“After the game, I’ll be the man. I’ll be the best there is.”
If The Hustler is the greatest movie about games ever, then The Cincinnati Kid is the second best. The main reason it isn’t number one is that The Cincinnati Kid is almost a carbon copy of The Hustler. Steve McQueen steps into Paul Newman’s role, this time as a hotshot young poker player rather than a pool shark. Karl Malden plays the George C. Scott role as a little more sympathetic character, and Edward G. Robinson fills Jackie Gleason’s role as the world’s best poker player.
I can’t turn on the TV any more without seeing a Texas Hold ‘Em tournament somewhere. On any given day, there are nine channels carrying one game or another. It’s the most pervasive television program on the air, outside maybe reruns of The Simpsons. Now when I get together with my buddies for a (non-profit) game, most of them always want to play Texas Hold ‘Em, “like they saw on TV”. But my favourite is five-card stud. Because I saw it in a movie. This movie.

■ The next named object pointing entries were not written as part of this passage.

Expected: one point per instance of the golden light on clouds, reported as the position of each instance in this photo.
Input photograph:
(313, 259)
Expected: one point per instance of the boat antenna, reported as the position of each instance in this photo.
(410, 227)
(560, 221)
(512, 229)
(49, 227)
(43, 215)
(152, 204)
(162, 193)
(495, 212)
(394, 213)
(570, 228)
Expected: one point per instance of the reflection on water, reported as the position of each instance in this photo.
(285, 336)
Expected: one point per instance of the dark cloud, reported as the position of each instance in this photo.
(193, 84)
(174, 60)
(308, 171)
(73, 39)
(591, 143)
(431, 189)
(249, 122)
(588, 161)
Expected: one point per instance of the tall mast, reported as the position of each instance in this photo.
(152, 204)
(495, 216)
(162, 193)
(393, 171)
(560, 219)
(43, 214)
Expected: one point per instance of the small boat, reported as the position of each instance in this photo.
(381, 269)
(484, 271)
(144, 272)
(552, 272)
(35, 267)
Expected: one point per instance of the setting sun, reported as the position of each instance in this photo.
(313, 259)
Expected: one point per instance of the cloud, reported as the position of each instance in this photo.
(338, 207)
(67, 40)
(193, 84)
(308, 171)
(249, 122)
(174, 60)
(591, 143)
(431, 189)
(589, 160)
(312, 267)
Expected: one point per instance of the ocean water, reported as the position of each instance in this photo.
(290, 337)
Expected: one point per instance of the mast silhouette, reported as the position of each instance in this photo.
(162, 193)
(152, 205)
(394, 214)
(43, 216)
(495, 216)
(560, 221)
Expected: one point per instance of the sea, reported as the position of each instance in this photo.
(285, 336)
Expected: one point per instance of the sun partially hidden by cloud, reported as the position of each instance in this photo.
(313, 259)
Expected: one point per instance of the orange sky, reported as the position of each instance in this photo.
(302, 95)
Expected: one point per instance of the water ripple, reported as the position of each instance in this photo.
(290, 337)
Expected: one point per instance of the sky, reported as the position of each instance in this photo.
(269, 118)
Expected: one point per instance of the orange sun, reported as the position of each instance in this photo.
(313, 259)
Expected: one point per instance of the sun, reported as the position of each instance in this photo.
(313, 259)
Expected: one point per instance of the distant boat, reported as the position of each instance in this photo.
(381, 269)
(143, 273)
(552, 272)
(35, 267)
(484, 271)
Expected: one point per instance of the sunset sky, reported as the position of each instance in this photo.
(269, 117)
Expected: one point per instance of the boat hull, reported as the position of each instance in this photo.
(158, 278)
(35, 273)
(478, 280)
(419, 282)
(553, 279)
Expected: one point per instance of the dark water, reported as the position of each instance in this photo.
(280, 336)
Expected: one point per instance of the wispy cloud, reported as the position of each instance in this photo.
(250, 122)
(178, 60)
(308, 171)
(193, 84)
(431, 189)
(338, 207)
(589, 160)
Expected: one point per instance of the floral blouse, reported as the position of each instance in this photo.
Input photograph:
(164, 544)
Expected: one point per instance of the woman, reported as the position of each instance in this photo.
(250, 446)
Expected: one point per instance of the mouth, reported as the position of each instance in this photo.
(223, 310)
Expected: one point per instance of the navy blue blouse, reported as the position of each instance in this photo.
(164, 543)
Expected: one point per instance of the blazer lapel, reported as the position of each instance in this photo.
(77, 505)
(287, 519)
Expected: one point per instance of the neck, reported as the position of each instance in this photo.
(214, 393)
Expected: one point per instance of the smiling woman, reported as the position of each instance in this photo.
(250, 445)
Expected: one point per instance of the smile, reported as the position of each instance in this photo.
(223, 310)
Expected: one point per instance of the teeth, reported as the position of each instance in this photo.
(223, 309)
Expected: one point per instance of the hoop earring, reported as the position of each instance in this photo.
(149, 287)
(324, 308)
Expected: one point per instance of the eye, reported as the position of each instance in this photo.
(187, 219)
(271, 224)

The best thing about The Cincinnati Kid is the supporting cast around McQueen. Of course, he is still one of the coolest men who ever lived, and perfectly personifies the badass cockiness of the title character. But with Karl Malden doing some spectacular yet subtle work as McQueen’s mentor, and Edward G. Robinson stealing every scene in which he appears as The Man, and Ann-Margret walking around and being crazy-hot, and Rip Torn and Cab Calloway and Tuesday Weld and Joan Blondell doing exemplary work as well, McQueen doesn’t have to carry the movie as he so often did in his career. And although he is still the most compelling actor (he should be – he’s the star) in the cast, he wouldn’t be half as good without Malden and Robinson and the rest. A wonderful film.